The diff size is almost always of size 2: repainting the last droid location as empty and the new droid location as the droid. Ironically this seems to be too fast because it causes both iTerm and Terminal on macOS to not update at each render. Redundantly re-rendering ~25 sprites on each render solves this.

Lastly a way to draw.

fn print_diffs(diffs: &[((usize, usize), Sprite)]) {
    let tmp_style = Style::new();

    let draw: Vec<_> = diffs
        .iter()
        .flat_map(|((x, y), sprite)| {
            std::iter::once(
                tmp_style.paint(
                    format!("\x1B[{};{}H", y + 1, x + 1)
                        .as_bytes()
                        .to_owned(),
                ),
            )
            .chain(std::iter::once(sprite.as_ansi()))
        })
        .collect();

    ANSIByteStrings(&draw)
        .write_to(&mut std::io::stdout())
        .unwrap();
}

Here for each location that needs to redraw we emit the sequence ESC[{y};{x} first then followed by the control code for drawing in color and a Unicode full block.
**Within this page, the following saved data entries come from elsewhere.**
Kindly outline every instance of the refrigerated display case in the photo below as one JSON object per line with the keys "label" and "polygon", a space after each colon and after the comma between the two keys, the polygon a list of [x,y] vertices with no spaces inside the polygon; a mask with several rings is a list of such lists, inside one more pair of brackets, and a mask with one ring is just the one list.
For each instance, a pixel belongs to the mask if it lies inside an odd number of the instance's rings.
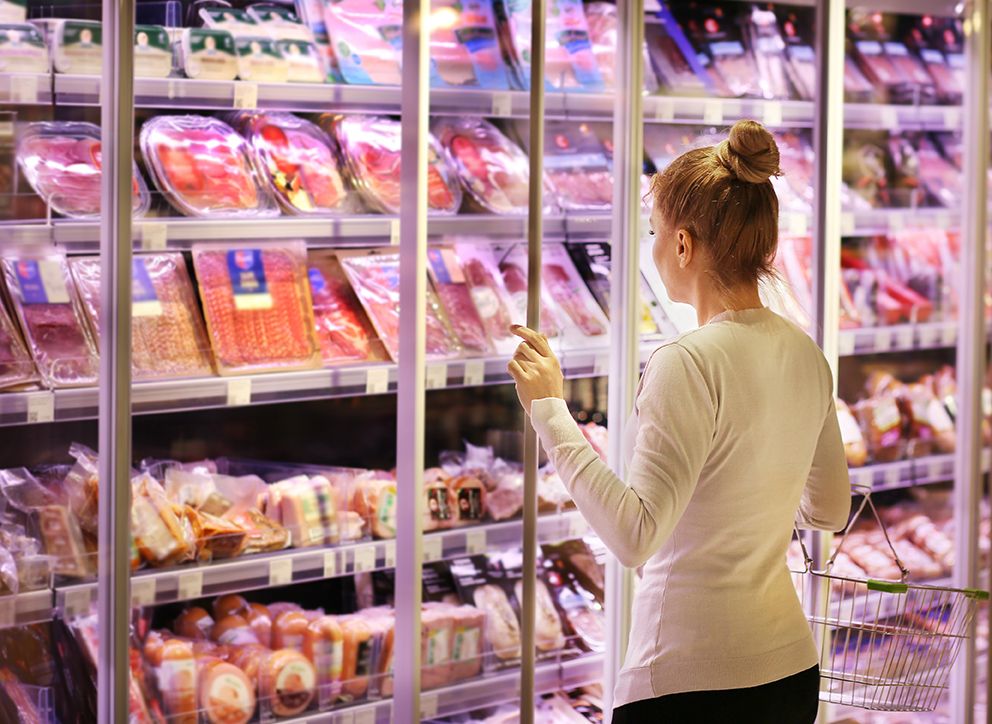
{"label": "refrigerated display case", "polygon": [[[429,38],[409,0],[187,5],[12,9],[57,62],[0,66],[0,710],[608,711],[632,576],[521,432],[505,327],[540,323],[618,466],[641,366],[694,324],[641,244],[644,176],[739,118],[779,139],[766,303],[834,364],[852,481],[923,579],[980,583],[959,134],[984,74],[950,4],[553,2],[547,65],[539,3],[439,4]],[[156,28],[174,67],[131,89]],[[39,52],[2,32],[0,61]],[[263,80],[280,56],[320,80]]]}

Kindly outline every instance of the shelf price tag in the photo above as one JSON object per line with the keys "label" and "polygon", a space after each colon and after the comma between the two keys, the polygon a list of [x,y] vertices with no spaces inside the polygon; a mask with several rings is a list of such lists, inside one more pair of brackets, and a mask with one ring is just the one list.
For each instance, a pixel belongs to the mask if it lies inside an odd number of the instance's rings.
{"label": "shelf price tag", "polygon": [[239,377],[227,381],[227,406],[242,407],[251,404],[251,378]]}
{"label": "shelf price tag", "polygon": [[55,419],[55,395],[52,392],[32,392],[28,395],[28,424],[51,422]]}
{"label": "shelf price tag", "polygon": [[845,211],[840,215],[840,235],[853,236],[855,229],[854,214]]}
{"label": "shelf price tag", "polygon": [[465,552],[470,556],[486,552],[486,532],[484,530],[465,531]]}
{"label": "shelf price tag", "polygon": [[258,108],[258,83],[247,80],[235,81],[234,107],[245,110]]}
{"label": "shelf price tag", "polygon": [[334,578],[338,575],[337,551],[324,551],[324,578]]}
{"label": "shelf price tag", "polygon": [[922,349],[928,349],[937,345],[940,339],[940,330],[933,325],[925,324],[920,328],[920,347]]}
{"label": "shelf price tag", "polygon": [[486,382],[486,363],[481,359],[465,361],[465,386],[478,387]]}
{"label": "shelf price tag", "polygon": [[131,579],[131,608],[143,608],[155,605],[155,579]]}
{"label": "shelf price tag", "polygon": [[667,123],[675,120],[675,103],[671,98],[656,98],[654,104],[654,119]]}
{"label": "shelf price tag", "polygon": [[940,458],[933,458],[927,463],[927,482],[937,482],[944,476],[944,462]]}
{"label": "shelf price tag", "polygon": [[948,131],[957,130],[961,126],[961,109],[953,106],[944,109],[944,128]]}
{"label": "shelf price tag", "polygon": [[992,467],[992,450],[985,448],[982,450],[982,471],[987,473],[989,467]]}
{"label": "shelf price tag", "polygon": [[355,573],[371,571],[375,568],[375,546],[359,546],[355,549]]}
{"label": "shelf price tag", "polygon": [[568,537],[570,539],[581,538],[586,534],[589,525],[578,513],[572,514],[568,519]]}
{"label": "shelf price tag", "polygon": [[953,347],[958,341],[958,327],[956,324],[949,323],[944,325],[940,330],[940,344],[942,347]]}
{"label": "shelf price tag", "polygon": [[334,724],[355,724],[355,712],[344,709],[333,719]]}
{"label": "shelf price tag", "polygon": [[864,485],[865,487],[872,487],[875,484],[874,476],[872,471],[865,468],[856,468],[851,470],[851,480],[855,485]]}
{"label": "shelf price tag", "polygon": [[424,537],[424,563],[441,560],[441,539],[438,536]]}
{"label": "shelf price tag", "polygon": [[386,541],[386,568],[396,568],[396,541]]}
{"label": "shelf price tag", "polygon": [[882,128],[898,128],[899,127],[899,114],[896,109],[892,106],[884,106],[882,108]]}
{"label": "shelf price tag", "polygon": [[293,582],[293,559],[276,558],[269,561],[269,585],[288,586]]}
{"label": "shelf price tag", "polygon": [[898,485],[901,480],[902,480],[902,471],[898,467],[891,467],[885,469],[886,487],[892,487]]}
{"label": "shelf price tag", "polygon": [[0,598],[0,628],[10,628],[17,622],[17,596]]}
{"label": "shelf price tag", "polygon": [[428,390],[439,390],[448,386],[448,365],[444,362],[427,365],[427,378],[424,386]]}
{"label": "shelf price tag", "polygon": [[176,578],[180,601],[199,598],[203,595],[203,571],[187,571]]}
{"label": "shelf price tag", "polygon": [[913,349],[916,334],[913,327],[905,325],[896,330],[896,349]]}
{"label": "shelf price tag", "polygon": [[433,719],[437,716],[437,694],[420,695],[420,718]]}
{"label": "shelf price tag", "polygon": [[11,103],[37,103],[38,81],[40,79],[41,76],[28,73],[10,76]]}
{"label": "shelf price tag", "polygon": [[389,368],[372,367],[365,375],[365,394],[381,395],[389,392]]}
{"label": "shelf price tag", "polygon": [[808,227],[809,224],[806,219],[806,214],[800,214],[800,213],[789,214],[788,230],[790,234],[794,234],[796,236],[805,234]]}
{"label": "shelf price tag", "polygon": [[513,112],[513,96],[508,91],[493,93],[493,105],[490,115],[496,117],[508,116]]}
{"label": "shelf price tag", "polygon": [[716,98],[707,98],[703,103],[703,123],[718,126],[723,123],[723,103]]}
{"label": "shelf price tag", "polygon": [[146,221],[141,225],[141,248],[145,251],[161,251],[165,248],[168,238],[168,227],[155,221]]}
{"label": "shelf price tag", "polygon": [[593,377],[605,377],[610,374],[610,353],[594,354],[592,358]]}
{"label": "shelf price tag", "polygon": [[874,347],[876,352],[885,352],[892,347],[892,330],[886,327],[879,327],[874,334]]}
{"label": "shelf price tag", "polygon": [[400,220],[390,219],[389,220],[389,243],[392,246],[400,245]]}
{"label": "shelf price tag", "polygon": [[89,586],[70,588],[65,592],[63,608],[66,618],[84,616],[90,612],[90,603],[93,600],[93,591]]}
{"label": "shelf price tag", "polygon": [[[891,128],[891,126],[889,126]],[[889,231],[902,231],[906,227],[906,219],[899,211],[893,211],[889,216]]]}
{"label": "shelf price tag", "polygon": [[355,724],[375,724],[375,709],[359,709],[355,712]]}
{"label": "shelf price tag", "polygon": [[841,331],[837,335],[837,354],[841,357],[850,357],[854,354],[854,333]]}
{"label": "shelf price tag", "polygon": [[779,101],[765,101],[765,125],[782,125],[782,104]]}

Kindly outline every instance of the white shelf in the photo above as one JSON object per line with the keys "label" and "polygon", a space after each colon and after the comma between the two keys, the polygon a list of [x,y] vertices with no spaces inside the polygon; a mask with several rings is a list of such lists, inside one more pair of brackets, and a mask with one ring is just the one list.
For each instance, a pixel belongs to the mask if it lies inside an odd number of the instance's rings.
{"label": "white shelf", "polygon": [[841,357],[850,357],[883,352],[946,349],[956,346],[957,341],[957,322],[927,322],[842,329],[838,337],[838,348]]}
{"label": "white shelf", "polygon": [[943,207],[867,209],[842,211],[842,236],[871,236],[903,229],[954,229],[961,225],[961,210]]}
{"label": "white shelf", "polygon": [[25,626],[52,618],[52,591],[41,589],[0,596],[0,628]]}
{"label": "white shelf", "polygon": [[954,480],[954,455],[928,455],[913,460],[851,468],[850,476],[852,485],[869,487],[876,492],[944,483]]}
{"label": "white shelf", "polygon": [[48,73],[0,73],[0,104],[49,105],[52,76]]}

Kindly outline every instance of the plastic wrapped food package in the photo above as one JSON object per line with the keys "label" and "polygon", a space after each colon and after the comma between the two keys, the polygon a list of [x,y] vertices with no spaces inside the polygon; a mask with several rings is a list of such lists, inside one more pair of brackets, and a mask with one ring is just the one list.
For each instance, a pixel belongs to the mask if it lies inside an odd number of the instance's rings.
{"label": "plastic wrapped food package", "polygon": [[[603,88],[612,90],[616,86],[617,6],[607,2],[588,2],[583,7]],[[658,90],[658,80],[651,70],[647,45],[644,46],[644,89],[649,92]]]}
{"label": "plastic wrapped food package", "polygon": [[100,75],[103,70],[103,27],[91,20],[48,21],[48,45],[56,73]]}
{"label": "plastic wrapped food package", "polygon": [[167,78],[172,73],[172,45],[168,31],[160,25],[134,27],[134,75]]}
{"label": "plastic wrapped food package", "polygon": [[38,372],[20,330],[0,298],[0,389],[37,381]]}
{"label": "plastic wrapped food package", "polygon": [[489,336],[454,248],[434,246],[428,249],[427,268],[451,326],[465,349],[471,353],[491,352]]}
{"label": "plastic wrapped food package", "polygon": [[[516,324],[527,320],[527,245],[513,244],[506,249],[497,249],[498,266],[503,284],[512,302],[511,313]],[[541,289],[541,333],[547,337],[558,337],[563,331],[562,313],[558,309],[547,287]]]}
{"label": "plastic wrapped food package", "polygon": [[265,37],[235,37],[238,53],[238,78],[262,83],[285,83],[289,64],[275,41]]}
{"label": "plastic wrapped food package", "polygon": [[[644,28],[648,57],[658,83],[676,95],[717,94],[726,90],[719,76],[712,73],[712,64],[697,53],[681,26],[666,6],[658,13],[660,22],[648,23]],[[729,95],[720,92],[719,95]]]}
{"label": "plastic wrapped food package", "polygon": [[7,291],[46,387],[96,384],[96,345],[83,320],[65,257],[8,256]]}
{"label": "plastic wrapped food package", "polygon": [[544,244],[541,279],[572,324],[587,337],[606,334],[609,324],[589,288],[582,282],[564,244]]}
{"label": "plastic wrapped food package", "polygon": [[233,7],[201,7],[200,20],[208,28],[226,30],[236,38],[265,35],[247,10]]}
{"label": "plastic wrapped food package", "polygon": [[183,214],[238,218],[278,214],[248,144],[223,121],[158,116],[145,121],[140,142],[155,185]]}
{"label": "plastic wrapped food package", "polygon": [[302,243],[197,244],[193,263],[221,374],[320,366]]}
{"label": "plastic wrapped food package", "polygon": [[337,167],[334,141],[291,113],[243,112],[234,125],[247,139],[269,188],[288,213],[355,210]]}
{"label": "plastic wrapped food package", "polygon": [[308,252],[307,266],[317,343],[324,362],[387,359],[334,253],[312,250]]}
{"label": "plastic wrapped food package", "polygon": [[313,41],[284,39],[275,43],[276,50],[286,61],[286,77],[290,83],[324,82],[324,64]]}
{"label": "plastic wrapped food package", "polygon": [[227,30],[185,28],[177,60],[187,78],[234,80],[238,74],[238,50]]}
{"label": "plastic wrapped food package", "polygon": [[[100,127],[92,123],[30,123],[17,143],[17,162],[35,192],[53,210],[78,219],[100,215]],[[133,168],[132,210],[143,215],[151,203],[145,180]]]}
{"label": "plastic wrapped food package", "polygon": [[400,85],[403,8],[398,0],[328,0],[324,23],[346,83]]}
{"label": "plastic wrapped food package", "polygon": [[613,173],[603,144],[587,123],[546,123],[544,168],[563,210],[606,211],[613,206]]}
{"label": "plastic wrapped food package", "polygon": [[463,237],[455,245],[455,252],[489,339],[497,351],[512,352],[519,341],[510,332],[513,302],[503,283],[496,257],[482,240],[469,241]]}
{"label": "plastic wrapped food package", "polygon": [[48,46],[34,25],[0,24],[0,72],[47,73]]}
{"label": "plastic wrapped food package", "polygon": [[[100,332],[100,260],[70,261],[90,321]],[[135,379],[198,377],[213,373],[210,344],[181,254],[135,256],[132,262],[131,366]]]}
{"label": "plastic wrapped food package", "polygon": [[431,20],[431,85],[494,90],[509,87],[490,0],[434,2]]}
{"label": "plastic wrapped food package", "polygon": [[[384,214],[400,211],[400,122],[383,116],[325,119],[333,128],[352,183],[366,203]],[[454,214],[462,190],[448,154],[427,139],[427,205],[431,213]],[[525,159],[526,161],[526,159]]]}
{"label": "plastic wrapped food package", "polygon": [[304,25],[293,8],[285,5],[250,5],[248,17],[273,40],[302,40],[312,43],[313,32]]}
{"label": "plastic wrapped food package", "polygon": [[[396,250],[341,251],[338,253],[348,279],[379,338],[396,360],[400,343],[400,255]],[[426,273],[426,270],[425,270]],[[437,294],[428,285],[426,351],[429,357],[451,357],[460,345],[451,330]]]}
{"label": "plastic wrapped food package", "polygon": [[758,66],[758,82],[763,98],[792,97],[786,69],[785,41],[779,33],[772,10],[752,7],[746,26],[751,53]]}
{"label": "plastic wrapped food package", "polygon": [[[431,130],[451,154],[458,178],[478,206],[495,214],[527,213],[530,162],[496,126],[481,118],[441,118]],[[545,210],[550,209],[546,204]]]}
When drawing in the terminal the origin is the upper left corner and the coordinate system is 1-indexed. In this version of the code instead of directly creating strings and using print! I’ve opted to write bytes directly to std::io::stdout, my hunch is that this is slightly more performant.

This approach works very well, it’s possible to draw with only 1ms long pauses between drawing. This video is a full demonstration of the puzzle that first explores the maze, then draws the shortest path from the origin to the oxygen system and lastly floods the maze with oxygen.

The full source is available on my GitHub

Conclusion

Flicker free drawing in the terminal is possible, but not simple. Unlike environments with fast framebuffer swaps simply clearing and redrawing isn’t fast enough. For tech this well established I found the lack of resources online surprising, hopefully this post helped someone.

If this got you interested in Advent of Code I recommend trying it out. You don’t have wait until next December, all puzzles from previous years are available and the subreddit is full of interesting discussion on previous puzzles. I’ve used Advent of Code to practice and learn Rust. Whether you are learning a new language or practicing one you already know Advent of Code is great fun. Thanks Eric!